Quantum mechanics is the most successful theory of the material world that humans have ever possessed. It makes accurate predictions to eleven decimal places and wherever it's been tested IT HAS NEVER BEEN WRONG. But the price we seem to have paid for quantum theory's immense predictive power is an utter inability to visualize quantum reality. Whenever we make a measurement the unvisualizable quantum world turns into solid, visualizable matter--the so-called "classical world" of Newton and Galileo.
In
my book on this topic I compare our inability to directly perceive the world's underlying quantum reality to King Midas's touch. King Midas cannot enjoy the touch of his daughter's hand because everything he touches turns to gold. Humans cannot directly perceive quantum reality because everything we touch turns to matter.
In the last quarter century, inspired by Irish physicist
John Bell's Non-locality Theorem and by the technological feasibility of building quantum computers and other purely quantum machines, a few physicists are now taking a worm's-eye view at the perplexing quantum/classical border that separates the quantum underworld from the above-ground world of everyday life.

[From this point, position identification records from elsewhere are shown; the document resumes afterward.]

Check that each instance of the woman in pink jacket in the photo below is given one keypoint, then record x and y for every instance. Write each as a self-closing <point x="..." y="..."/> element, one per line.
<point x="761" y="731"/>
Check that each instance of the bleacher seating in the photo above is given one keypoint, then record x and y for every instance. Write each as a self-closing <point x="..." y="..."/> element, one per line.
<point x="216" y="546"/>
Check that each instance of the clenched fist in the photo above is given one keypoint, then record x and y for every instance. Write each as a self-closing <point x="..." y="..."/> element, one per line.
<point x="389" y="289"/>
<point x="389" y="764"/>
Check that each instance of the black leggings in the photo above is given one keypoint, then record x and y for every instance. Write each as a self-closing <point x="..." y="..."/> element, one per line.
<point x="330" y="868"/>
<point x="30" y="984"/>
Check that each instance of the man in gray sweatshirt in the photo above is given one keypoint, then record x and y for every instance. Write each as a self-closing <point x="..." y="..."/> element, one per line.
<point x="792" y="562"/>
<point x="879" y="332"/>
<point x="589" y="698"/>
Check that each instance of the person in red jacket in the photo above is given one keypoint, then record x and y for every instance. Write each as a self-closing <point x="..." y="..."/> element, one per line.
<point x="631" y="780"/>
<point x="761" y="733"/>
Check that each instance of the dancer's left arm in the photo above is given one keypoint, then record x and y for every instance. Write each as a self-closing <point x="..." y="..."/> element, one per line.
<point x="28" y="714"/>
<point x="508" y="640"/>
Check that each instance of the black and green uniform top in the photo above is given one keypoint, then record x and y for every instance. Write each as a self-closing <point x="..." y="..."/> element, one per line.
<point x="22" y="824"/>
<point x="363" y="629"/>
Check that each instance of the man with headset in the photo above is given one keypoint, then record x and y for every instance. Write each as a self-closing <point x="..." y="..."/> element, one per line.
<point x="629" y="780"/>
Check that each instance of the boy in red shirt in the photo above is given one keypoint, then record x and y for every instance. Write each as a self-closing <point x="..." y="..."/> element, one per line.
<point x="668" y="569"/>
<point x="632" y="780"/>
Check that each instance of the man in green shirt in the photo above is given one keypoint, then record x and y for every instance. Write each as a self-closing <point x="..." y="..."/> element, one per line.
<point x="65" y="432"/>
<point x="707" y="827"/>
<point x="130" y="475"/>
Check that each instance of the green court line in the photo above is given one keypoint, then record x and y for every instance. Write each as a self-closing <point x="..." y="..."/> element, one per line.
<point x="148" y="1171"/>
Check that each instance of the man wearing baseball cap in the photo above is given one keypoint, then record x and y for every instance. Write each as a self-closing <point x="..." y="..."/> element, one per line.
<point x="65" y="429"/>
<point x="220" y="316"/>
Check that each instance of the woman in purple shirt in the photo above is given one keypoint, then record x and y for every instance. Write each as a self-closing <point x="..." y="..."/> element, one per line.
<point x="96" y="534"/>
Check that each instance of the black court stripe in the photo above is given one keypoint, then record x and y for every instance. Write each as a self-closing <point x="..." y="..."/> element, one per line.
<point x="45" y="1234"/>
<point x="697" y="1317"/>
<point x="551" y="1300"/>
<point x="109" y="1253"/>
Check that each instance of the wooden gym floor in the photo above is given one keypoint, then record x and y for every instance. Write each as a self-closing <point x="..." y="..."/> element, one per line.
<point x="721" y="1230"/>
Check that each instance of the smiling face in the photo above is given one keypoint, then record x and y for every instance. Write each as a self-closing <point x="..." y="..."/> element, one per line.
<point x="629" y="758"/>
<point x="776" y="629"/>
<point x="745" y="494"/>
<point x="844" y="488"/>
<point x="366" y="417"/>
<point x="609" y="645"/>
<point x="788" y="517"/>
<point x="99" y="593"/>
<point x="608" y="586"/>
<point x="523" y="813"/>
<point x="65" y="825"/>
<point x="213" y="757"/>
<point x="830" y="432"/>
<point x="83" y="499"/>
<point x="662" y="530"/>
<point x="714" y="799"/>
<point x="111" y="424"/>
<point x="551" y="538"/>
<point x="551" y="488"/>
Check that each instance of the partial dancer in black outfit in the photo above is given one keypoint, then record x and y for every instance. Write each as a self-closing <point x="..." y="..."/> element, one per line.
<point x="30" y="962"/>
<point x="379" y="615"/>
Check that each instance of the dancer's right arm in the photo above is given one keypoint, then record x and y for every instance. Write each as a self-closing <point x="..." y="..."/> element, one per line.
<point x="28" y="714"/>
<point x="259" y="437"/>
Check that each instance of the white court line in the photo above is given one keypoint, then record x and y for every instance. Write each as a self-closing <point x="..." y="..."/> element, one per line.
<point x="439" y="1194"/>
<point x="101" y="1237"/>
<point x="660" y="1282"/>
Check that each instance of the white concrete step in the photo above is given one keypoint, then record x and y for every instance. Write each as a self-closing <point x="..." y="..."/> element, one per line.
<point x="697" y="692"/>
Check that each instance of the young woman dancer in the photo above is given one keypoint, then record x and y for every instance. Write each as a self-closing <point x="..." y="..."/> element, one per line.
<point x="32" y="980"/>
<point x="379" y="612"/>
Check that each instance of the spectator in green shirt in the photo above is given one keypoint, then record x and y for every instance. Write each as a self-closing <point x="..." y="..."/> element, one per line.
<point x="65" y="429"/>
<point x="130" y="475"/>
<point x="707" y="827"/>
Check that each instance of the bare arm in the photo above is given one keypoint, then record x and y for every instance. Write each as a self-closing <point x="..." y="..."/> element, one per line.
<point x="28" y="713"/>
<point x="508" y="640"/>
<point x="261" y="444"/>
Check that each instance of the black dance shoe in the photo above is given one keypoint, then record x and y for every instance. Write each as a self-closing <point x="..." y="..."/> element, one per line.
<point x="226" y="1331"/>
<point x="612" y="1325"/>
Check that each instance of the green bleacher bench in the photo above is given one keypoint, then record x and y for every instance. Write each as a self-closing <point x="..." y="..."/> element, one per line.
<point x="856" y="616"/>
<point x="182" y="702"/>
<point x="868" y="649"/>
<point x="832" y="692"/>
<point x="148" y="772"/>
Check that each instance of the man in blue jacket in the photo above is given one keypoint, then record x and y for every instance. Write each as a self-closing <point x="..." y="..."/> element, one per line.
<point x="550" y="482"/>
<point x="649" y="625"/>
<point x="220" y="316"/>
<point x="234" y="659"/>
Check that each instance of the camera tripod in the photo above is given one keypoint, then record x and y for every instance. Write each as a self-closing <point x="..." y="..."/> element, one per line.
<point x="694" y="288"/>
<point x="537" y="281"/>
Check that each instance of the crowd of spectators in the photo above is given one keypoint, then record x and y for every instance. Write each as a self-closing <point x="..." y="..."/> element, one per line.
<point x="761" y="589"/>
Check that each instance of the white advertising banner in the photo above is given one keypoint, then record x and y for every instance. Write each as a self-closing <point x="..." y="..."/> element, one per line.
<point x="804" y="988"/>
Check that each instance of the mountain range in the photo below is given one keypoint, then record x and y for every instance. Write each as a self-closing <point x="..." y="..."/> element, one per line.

Physicists have usually assumed that, with few exceptions (superconductors, superfluids), quantum effects are confined to the world of the very small, and become imperceptible as more and more atoms are gathered together to make larger objects. Recent work by
Adán Cabello in Seville, Spain, sheds new light on this question through his discovery of a new measure of "quantumness" that gets larger as the number of particles increases.
Cabello's Quantum Contexuality in Complex Systems focuses on a generic system consisting of an assembly of a number "n" of elemental two-state quantum systems called "qubits" which might be the basic quantum bits that constitute the heart of some hypothetical quantum computer.
There exist two kinds of measurements that one can make on any complex quantum system--incompatible measurements and compatible measurements. Incompatible measurements (such as position and momentum) are intrinsic features of the quantum world--never found in classical reality. Incompatible measurements (say A and B) obey Heisenberg's Uncertainty Principle--the more you know about quantity A, the less you can know about B. Another curious feature of incompatible measurements is that THEY DO NOT COMMUTE. This means that if you measure A first and then B, you will get a different result then if you do the reverse. In general, as systems get larger, the effects due to non-commuting measurements become quantitatively smaller and incompatible measurements begin to look more and more compatible--in effect becoming indistinguishable from ordinary classical properties.
Cabello focuses his attention on triplets ABC of COMPATIBLE MEASUREMENTS on 3 different qubits. Compatible measurements do not depend on the order of measurement and give the same result if repeated on the same system. Compatible measurements are as close as one can get in the quantum world to a measurement that "looks classical". But Cabello has discovered a quantity "D" which is a simple expression constructed from the results of all possible compatible triplet measurements on a system Z that is a reliable measure of system Z's "deviation from classical behavior." Thus even though each triplet of compatible results by itself may look classical, and perhaps a dozen such measurements may also look classical, Cabello has found a method of looking at all these "classical" measurements taken together that shows that these results cannot possibly be produced by a classical system.
Analogous to Cabello's discovery would be a sophisticated way of looking at all possible outcomes of a poker game and infallibly identifying whether the dealer was cheating (quantum world) or playing fair (classical world) where "n" is the number of players in the game.
The beauty of Cabello's discovery is that his measure "D" of "deviation from classicality" rapidly gets bigger as the number of qubits "n" increases, so his measure D is an example of a quantum effect that persists and is even enhanced as the system gets bigger and bigger. The drawback of Cabello's measure D however is that the number of submeasurements that make up this measure becomes combinatorially large as the size n of the system increases. Thus measuring D for large systems is effectively impractical. On the other hand, Cabello's discovery of a "measure of quantumness" that can be calculated from ostensibly classical results lends hope to the possibility of discovering other such measures that have the same property of increasing with system size but are easier to implement.
In poker game terms, Cabello has discovered how to calculate a "deviation from fairness"--a measure of how much the dealer is cheating--that grows exponentially larger as the number of players increases.
Bravo, Señor Cabello from Seville. Your remarkable discovery moves us one step closer to the quantum tantric goal of being able to enjoy quantum-intimate intercourse with larger and larger chunks of Nature.